Ascent of Mount Oberlin on 1994-07-25
|Date:||Monday, July 25, 1994|
|Ascent Type:||Successful Summit Attained|
| Elevation:||8180 ft / 2493 m|
Ascent Trip ReportEven though Glacier National Park boast only six 10,000 foot peaks, making its mountains laughably low by the standards of the rest of the western U.S., the steepness, remoteness, and vertical gain of the park's mountains is truly formidable. No trails even get near to any summits, rotten cliffs and loose rock are constant obstacles, man-eating grizzly bears roam around, and the weather can be severe. My plan was to first climb Mt. Oberlin, an 8,180 foot peak made easy by the proximity of a high trailhead at Logan Pass, to see what peaks in the park were like.
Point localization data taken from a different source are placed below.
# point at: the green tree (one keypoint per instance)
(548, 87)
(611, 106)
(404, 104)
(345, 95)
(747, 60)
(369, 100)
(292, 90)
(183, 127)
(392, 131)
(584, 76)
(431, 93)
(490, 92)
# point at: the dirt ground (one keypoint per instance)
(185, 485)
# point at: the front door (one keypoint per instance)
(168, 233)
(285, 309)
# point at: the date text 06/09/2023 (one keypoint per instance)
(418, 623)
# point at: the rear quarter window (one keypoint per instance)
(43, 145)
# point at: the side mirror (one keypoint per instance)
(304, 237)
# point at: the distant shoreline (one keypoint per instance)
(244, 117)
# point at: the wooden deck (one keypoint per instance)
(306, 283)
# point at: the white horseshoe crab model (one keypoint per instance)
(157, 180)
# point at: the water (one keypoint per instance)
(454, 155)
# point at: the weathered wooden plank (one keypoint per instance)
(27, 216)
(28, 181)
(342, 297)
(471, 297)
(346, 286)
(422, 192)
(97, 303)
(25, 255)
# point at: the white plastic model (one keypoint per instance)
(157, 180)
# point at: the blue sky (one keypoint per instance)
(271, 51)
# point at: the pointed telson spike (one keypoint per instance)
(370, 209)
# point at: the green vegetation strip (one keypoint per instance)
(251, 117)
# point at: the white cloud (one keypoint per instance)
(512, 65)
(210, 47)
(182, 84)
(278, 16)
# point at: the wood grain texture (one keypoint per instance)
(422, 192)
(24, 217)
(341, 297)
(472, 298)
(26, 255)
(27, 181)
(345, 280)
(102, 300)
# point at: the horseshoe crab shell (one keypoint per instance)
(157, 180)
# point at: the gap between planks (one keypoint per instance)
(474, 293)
I hiked up the nature path among hordes of tourists, and then struck off to my right towards Mt. Oberlin across meadows, with one tourist telling me I shouldn't trample the fragile alpine tundra. I was not aware of the NPS-recommended route, but I did try to stay on rock as much as possible. I soon arrived in the cirque beneath the peak, and I elected to try to climb up via the south ridge, since I saw people on a faint path heading up that way. I passed the people, and after a short but steep climb I gained the crest of the ridge at the Oberlin-Clements col.
The ridge to the summit was a challenge, due to lots of short cliffs and miserable, crumbling rock; although not as bad as Cascade volcanic crap, it was semi-sturdy metamorphic layers that sometimes just came right out of the mountain face when you tugged on them. The crux of the route was at a cliff face I couldn't scale where I jumped down five feet to a shelf that offered a route around it, and there were other small cliffs that had to be scaled.
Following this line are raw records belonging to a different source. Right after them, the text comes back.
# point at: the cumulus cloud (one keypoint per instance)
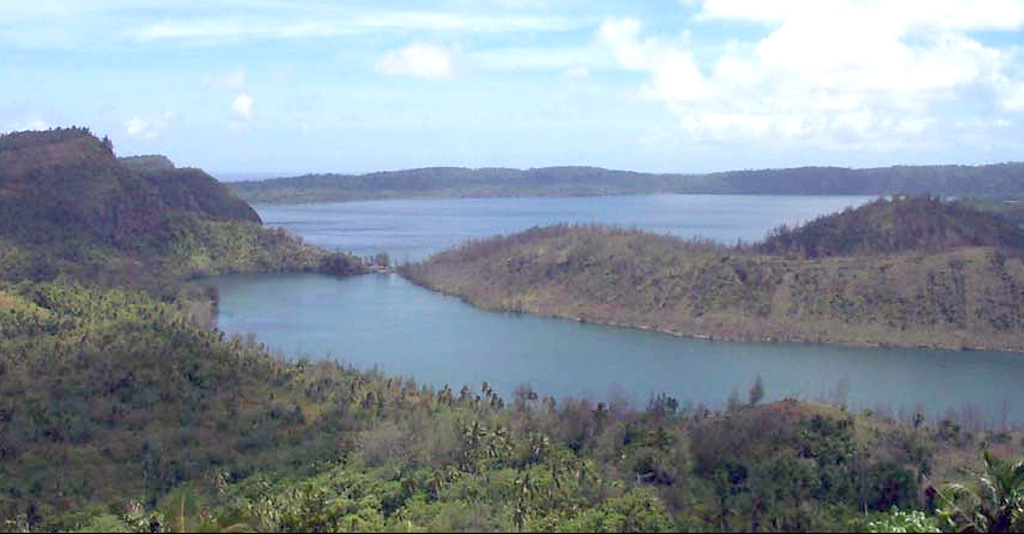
(141, 128)
(419, 59)
(243, 107)
(837, 73)
(233, 80)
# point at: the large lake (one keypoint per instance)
(387, 322)
(411, 230)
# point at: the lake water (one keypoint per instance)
(411, 230)
(387, 322)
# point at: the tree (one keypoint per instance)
(757, 391)
(996, 504)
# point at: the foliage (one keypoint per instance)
(903, 521)
(994, 504)
(1000, 179)
(964, 288)
(900, 224)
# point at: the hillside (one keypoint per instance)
(984, 180)
(961, 286)
(905, 224)
(69, 207)
(121, 412)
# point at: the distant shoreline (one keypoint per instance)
(996, 180)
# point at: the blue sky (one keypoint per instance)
(659, 85)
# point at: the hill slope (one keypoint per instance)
(885, 227)
(946, 291)
(999, 179)
(68, 206)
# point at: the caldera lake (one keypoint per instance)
(385, 322)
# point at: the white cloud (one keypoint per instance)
(233, 80)
(146, 129)
(330, 24)
(578, 73)
(419, 59)
(35, 124)
(243, 107)
(560, 58)
(834, 73)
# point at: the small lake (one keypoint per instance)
(385, 321)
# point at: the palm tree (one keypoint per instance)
(995, 505)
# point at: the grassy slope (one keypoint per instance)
(965, 296)
(109, 395)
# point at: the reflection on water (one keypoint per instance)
(387, 322)
(411, 230)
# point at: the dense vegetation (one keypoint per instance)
(118, 413)
(121, 411)
(910, 272)
(985, 180)
(70, 208)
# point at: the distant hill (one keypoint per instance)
(902, 224)
(909, 272)
(147, 163)
(69, 206)
(998, 180)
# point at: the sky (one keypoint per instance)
(261, 87)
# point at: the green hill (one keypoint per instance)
(121, 412)
(68, 206)
(984, 180)
(903, 224)
(910, 272)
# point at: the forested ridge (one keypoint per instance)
(121, 411)
(997, 180)
(911, 272)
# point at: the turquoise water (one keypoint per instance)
(387, 322)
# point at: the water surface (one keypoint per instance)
(387, 322)
(412, 230)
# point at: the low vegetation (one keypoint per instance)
(913, 272)
(121, 411)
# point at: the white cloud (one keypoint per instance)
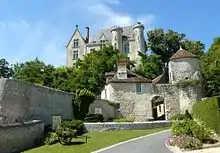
(22, 40)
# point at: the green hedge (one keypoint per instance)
(207, 111)
(94, 118)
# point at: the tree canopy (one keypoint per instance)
(165, 44)
(211, 69)
(6, 70)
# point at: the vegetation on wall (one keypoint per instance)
(207, 111)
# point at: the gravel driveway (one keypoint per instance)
(150, 144)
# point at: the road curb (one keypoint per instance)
(123, 142)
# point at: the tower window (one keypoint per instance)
(160, 108)
(102, 44)
(75, 54)
(75, 43)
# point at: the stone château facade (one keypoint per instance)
(129, 40)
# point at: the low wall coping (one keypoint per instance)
(28, 123)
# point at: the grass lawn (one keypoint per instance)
(96, 140)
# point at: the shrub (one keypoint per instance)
(51, 138)
(207, 111)
(187, 83)
(191, 128)
(65, 135)
(94, 118)
(185, 141)
(124, 120)
(185, 116)
(77, 125)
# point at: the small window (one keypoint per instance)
(138, 87)
(102, 44)
(115, 46)
(126, 48)
(75, 54)
(117, 106)
(75, 43)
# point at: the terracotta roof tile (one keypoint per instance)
(183, 54)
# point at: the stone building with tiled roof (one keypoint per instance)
(144, 99)
(129, 40)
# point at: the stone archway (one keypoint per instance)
(158, 108)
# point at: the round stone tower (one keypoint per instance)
(183, 65)
(139, 37)
(117, 37)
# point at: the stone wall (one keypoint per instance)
(170, 93)
(139, 105)
(113, 126)
(19, 136)
(132, 104)
(107, 110)
(21, 101)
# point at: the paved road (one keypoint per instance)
(150, 144)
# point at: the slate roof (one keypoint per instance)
(131, 78)
(161, 79)
(181, 53)
(127, 31)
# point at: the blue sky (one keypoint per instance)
(41, 28)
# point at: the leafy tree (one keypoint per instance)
(165, 44)
(6, 70)
(34, 71)
(211, 69)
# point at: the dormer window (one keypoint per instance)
(75, 43)
(75, 54)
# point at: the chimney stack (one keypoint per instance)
(122, 69)
(87, 34)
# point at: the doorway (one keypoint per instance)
(158, 108)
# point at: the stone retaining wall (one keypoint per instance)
(114, 126)
(20, 136)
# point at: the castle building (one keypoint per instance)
(144, 99)
(129, 40)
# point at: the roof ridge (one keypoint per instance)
(181, 53)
I reached the summit, all alone, and admired views and took pictures under the cloudy skies. The mountain panorama was excellent--I was up on a dizzying height--and the traffic at Logan Pass below looked pretty bad. For my descent I climbed down the southeast side of Mt. Oberlin, where a faint path led down the steep, crumbly slopes to the cirque I had been in earlier, since it looked easier than the way I had climbed up. There were still some snowbanks there, and I saw a couple other parties. Following obscure paths wherever possible to avoid more meadow-trampling, I made my way down the ravine, crossed a brook a few times, found a water tower, and then easily hiked down to the visitor center, making a complete loop.
The Logan Pass area was still a zoo, and cars were following people to their cars so they could scarf up parking spaces--like at the mall before Christmas. I went straight to my car and left as my space was taken immediately, and I saw cars parking on the shoulder of the road even though there was a ranger there giving parking tickets in plain view.